Агарь окаменела. Волнение молнией пронзило ее. Мать Молочника — это ее силуэт мелькал по вечерам на верхнем этаже за шторами, когда она, Агарь, стояла на другой стороне улицы, поначалу надеясь перехватить его и увести с собой, потом просто увидеть и, наконец, лишь постоять вблизи от дома, где он живет, и от всего, что его окружает. Те, кто бодрствует по ночам в одиночку, особенно остро ощущу ют свое одиночество, ибо эти ночные бдения — символ всеобщего безумия. Раз или два отворялась боковая дверь, и в темноте проступали контуры женщины, которая стряхивала со скатерти крошки или выбивала коврик. Она забыла все, что ей рассказывал о матери Молочник, все, что она слышала о ней от Пилат и от Ребы, забыла все, потрясенная присутствием его матери. Ее охватило болезненное наслаждение, и Агарь не стала его подавлять, она улыбнулась. Руфь ее улыбка не удивила. Смерть всегда улыбается. И дышит. И кажется беспомощной, как голень, или как крохотные черные точки на лепестках розы «Королева Элизабет», или как пленка на глазу мертвой золотой рыбки.
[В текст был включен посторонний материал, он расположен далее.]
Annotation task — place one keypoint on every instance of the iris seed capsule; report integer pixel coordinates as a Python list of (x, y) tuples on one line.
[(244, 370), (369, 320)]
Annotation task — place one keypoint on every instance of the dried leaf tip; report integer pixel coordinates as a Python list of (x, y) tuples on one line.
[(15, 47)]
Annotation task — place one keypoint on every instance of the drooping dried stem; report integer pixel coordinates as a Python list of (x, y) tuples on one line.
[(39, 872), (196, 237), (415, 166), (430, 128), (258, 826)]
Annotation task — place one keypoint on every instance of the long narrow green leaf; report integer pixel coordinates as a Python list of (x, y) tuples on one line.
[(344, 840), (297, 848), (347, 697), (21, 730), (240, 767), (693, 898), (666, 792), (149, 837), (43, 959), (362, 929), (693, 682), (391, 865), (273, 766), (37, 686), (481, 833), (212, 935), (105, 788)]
— Вы хотите убить его, — резко сказала она. — Если с его головы упадет хоть волос, я вам глотку перерву, да простит меня господь.
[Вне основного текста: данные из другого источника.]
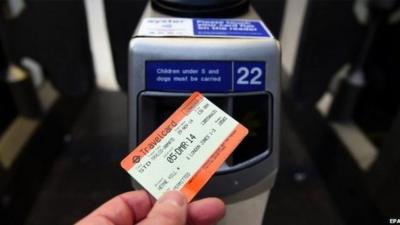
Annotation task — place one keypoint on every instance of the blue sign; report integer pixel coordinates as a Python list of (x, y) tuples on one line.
[(229, 27), (205, 76), (209, 76)]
Ее слова удивили Агарь. Она никого на свете не любила, кроме сына этой женщины, и страстно хотела, чтобы он жил, он, именно он… только вот одно лишь: ей никак не удавалось обуздать сидящего в ней хищного зверя. Ее любовь была любовью анаконды, и это чувство полностью захватило ее, ничего не оставив от прежней Агари — ни опасений, ни желаний, ни способности рассуждать. Вот почему она с глубокой искренностью ответила Руфи:
— Я попробую не делать этого. Но не могу вам обещать наверняка.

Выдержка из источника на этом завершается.